Interstate photo

Missouri has the second-lowest gasoline tax in the nation, at 17 cents a gallon. A proposal to raise it gradually to 29.5 cents passed in the Missouri Senate and now heads to the House.

It isn’t hard to find people with something to say about highway conditions in Missouri.

“You get some bad potholes in places, but in general, the interstates at least are in good shape,” said Ryan Townsend, an Ohio trucker passing through St. Joseph. “The local roads get a little beat up, though, from what I’ve seen.”

That’s one of the more charitable things you’ll hear.

“The number one concern that I hear in the district is our transportation infrastructure,” said state Sen. Dan Hegeman, R-Cosby. “Our roads are going to pot and people really want to see the investment in roads so that we can get from here to there.”

Doing something about it, that’s the hard part. Missouri’s gas tax, the second-lowest in the nation at 17 cents a gallon, has remained unchanged since 1996. Voters last rejected a proposed gas tax hike for highway funding in 2018.

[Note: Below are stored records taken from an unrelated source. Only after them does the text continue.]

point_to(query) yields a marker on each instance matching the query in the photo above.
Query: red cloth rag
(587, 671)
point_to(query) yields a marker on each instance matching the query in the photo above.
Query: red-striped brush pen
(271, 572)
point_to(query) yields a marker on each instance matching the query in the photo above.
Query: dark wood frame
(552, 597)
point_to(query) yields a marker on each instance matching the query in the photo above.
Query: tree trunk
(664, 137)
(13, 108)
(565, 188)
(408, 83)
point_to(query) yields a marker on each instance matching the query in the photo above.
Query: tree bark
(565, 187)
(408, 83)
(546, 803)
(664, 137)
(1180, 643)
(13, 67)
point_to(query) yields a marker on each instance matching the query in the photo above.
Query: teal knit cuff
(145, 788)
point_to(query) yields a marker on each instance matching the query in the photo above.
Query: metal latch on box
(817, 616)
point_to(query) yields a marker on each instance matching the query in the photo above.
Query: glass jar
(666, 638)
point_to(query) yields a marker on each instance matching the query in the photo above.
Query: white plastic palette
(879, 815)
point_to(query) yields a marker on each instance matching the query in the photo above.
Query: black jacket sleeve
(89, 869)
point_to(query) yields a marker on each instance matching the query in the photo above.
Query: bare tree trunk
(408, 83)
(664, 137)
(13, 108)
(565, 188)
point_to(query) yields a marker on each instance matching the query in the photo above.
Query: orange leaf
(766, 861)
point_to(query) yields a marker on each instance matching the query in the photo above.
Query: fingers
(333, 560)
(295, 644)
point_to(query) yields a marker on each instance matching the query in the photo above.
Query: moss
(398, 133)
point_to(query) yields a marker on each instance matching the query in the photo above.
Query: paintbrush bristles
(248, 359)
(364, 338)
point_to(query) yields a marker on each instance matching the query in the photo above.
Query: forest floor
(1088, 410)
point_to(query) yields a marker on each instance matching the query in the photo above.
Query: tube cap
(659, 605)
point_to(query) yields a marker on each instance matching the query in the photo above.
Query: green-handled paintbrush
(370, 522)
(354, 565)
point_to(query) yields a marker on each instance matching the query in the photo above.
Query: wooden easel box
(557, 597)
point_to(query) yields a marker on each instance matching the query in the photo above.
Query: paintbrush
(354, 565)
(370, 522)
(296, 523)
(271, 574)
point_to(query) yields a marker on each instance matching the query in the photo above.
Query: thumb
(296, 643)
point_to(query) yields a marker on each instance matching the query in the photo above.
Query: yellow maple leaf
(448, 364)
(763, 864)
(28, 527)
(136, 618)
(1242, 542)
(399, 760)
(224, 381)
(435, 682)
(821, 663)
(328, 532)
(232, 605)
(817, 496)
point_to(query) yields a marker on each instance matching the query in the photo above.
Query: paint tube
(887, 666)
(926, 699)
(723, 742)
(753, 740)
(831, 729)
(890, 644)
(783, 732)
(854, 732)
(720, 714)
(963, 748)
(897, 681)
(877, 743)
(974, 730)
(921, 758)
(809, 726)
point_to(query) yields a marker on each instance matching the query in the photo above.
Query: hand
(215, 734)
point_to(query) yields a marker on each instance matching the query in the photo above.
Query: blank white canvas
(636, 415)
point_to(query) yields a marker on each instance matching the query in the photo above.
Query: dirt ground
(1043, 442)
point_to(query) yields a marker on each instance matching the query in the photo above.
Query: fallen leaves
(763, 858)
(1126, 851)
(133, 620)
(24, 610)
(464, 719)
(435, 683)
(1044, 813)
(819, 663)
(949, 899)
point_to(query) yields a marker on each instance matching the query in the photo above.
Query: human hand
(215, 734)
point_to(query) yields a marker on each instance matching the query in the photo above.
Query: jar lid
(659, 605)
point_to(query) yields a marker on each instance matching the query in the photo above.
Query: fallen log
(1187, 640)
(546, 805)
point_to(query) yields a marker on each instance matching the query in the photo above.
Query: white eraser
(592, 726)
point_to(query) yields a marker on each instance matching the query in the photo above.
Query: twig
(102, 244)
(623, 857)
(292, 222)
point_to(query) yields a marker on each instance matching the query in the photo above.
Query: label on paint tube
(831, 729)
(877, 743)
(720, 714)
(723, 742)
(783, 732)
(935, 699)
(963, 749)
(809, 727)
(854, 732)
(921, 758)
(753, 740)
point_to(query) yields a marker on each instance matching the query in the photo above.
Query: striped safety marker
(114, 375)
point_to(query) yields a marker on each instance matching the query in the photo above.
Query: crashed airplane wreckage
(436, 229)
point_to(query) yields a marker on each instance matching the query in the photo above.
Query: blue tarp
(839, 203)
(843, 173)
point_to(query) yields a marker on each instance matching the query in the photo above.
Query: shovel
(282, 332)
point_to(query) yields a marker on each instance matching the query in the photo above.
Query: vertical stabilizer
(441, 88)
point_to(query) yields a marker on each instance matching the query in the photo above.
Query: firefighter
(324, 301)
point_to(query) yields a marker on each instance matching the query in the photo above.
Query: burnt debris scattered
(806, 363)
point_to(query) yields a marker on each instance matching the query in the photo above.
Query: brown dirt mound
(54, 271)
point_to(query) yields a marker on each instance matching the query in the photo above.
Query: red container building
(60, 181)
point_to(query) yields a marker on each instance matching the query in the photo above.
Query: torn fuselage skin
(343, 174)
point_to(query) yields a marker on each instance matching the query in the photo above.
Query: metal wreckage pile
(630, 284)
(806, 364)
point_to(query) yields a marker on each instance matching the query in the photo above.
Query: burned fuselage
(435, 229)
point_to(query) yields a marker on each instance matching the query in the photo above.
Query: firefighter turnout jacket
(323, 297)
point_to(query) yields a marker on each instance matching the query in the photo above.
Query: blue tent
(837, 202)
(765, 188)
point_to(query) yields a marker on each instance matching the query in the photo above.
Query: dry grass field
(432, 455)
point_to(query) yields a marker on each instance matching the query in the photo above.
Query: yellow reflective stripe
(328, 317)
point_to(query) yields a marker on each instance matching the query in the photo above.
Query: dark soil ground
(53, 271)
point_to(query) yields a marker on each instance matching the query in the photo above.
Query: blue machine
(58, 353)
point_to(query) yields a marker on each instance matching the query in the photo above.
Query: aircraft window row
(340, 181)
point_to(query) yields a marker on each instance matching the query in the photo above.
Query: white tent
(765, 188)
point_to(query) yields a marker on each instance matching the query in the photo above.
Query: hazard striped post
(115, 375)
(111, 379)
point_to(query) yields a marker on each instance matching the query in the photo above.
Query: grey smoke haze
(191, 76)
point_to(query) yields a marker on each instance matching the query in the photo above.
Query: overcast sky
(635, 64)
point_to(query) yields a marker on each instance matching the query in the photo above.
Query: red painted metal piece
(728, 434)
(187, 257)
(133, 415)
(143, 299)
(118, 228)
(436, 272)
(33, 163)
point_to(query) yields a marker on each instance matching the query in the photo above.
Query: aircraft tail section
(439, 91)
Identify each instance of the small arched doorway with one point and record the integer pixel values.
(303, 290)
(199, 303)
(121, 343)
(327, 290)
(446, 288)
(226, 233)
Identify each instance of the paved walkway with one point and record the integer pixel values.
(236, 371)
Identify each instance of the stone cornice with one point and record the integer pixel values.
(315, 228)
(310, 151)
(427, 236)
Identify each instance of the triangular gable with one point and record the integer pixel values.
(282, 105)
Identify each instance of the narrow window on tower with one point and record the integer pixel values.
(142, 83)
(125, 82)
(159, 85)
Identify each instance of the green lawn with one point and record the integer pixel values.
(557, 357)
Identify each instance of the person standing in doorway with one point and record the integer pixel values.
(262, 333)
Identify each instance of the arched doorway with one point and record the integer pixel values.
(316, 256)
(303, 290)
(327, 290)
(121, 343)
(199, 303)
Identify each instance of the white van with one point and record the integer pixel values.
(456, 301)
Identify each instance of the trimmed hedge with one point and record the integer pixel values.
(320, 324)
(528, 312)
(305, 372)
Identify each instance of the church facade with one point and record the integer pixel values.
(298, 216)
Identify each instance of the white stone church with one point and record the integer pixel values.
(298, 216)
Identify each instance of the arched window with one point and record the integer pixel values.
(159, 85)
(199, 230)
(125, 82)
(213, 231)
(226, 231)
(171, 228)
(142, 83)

“There’s never been a lot of controversy or difference of opinion about the need,” said Patt Lilly, president and CEO of the St. Joseph Chamber of Commerce. “The problem is how to do we get that funding.”

The latest proposal involves something that’s never been tried in the past: a rebate. Under a bill that gained Senate approval, Missourians could claim a rebate on the new portion of the gasoline tax. The Senate bill would raise the tax a total of 12.5 cents in 2.5-cent annual increases.

It’s based on a similar model used in South Carolina.

“The option of a rebate is appealing,” said Terry Ecker, a Nodaway County farmer who serves on the Missouri Highways and Transportation Commission. “If I had to predict on this one, I’d say it has a better chance than anything in recent years.”

The gas tax measure, known as Senate bill 262, passed on a vote of 21-13. Hegeman was in favor and state Sen. Tony Luetkemeyer, R-Parkville, voted against it on third reading.

Supporters said the incremental nature of the tax increases might allow it to fall under the state’s Hancock limit, meaning it doesn’t need to go to a statewide vote. Either way, Hegeman thinks it will face an uphill battle in the House.

“A fundamental responsibility of state government is transportation infrastructure,” Hegeman said. “I am really just interested in having enough resources to maintain what we’ve got today. We don’t.”

To show the price of inaction, Ecker can point to the Missouri Department of Transportation website that outlines $825 million in unfunded annual transportation needs, including $300 million for major interstate reconstruction.

Or he can just make the short drive over the state line into Iowa, which has a 32.5-cent gasoline tax and only a fraction of the road mileage to maintain. The problem isn’t just interstates but the lettered routes in rural areas that are the responsibility of the Missouri Department of Transportation.

“It’s quite noticeable,” Ecker said. “Our lettered routes, they are crumbling apart. They are no longer maintenance projects. These are major problems.”

Meanwhile, the price of supplies, labor and just about everything associated with highway maintenance has gone up while funding remains unchanged. Gas tax collections actually dropped 15% last year because people drove less due to the COVID-19 pandemic.

“There’s a list of project after project after project that needs to be done to improve safety and connections,” Ecker said. “We have an asset in our road system that our forefathers put together. It’s our responsibility to maintain it.”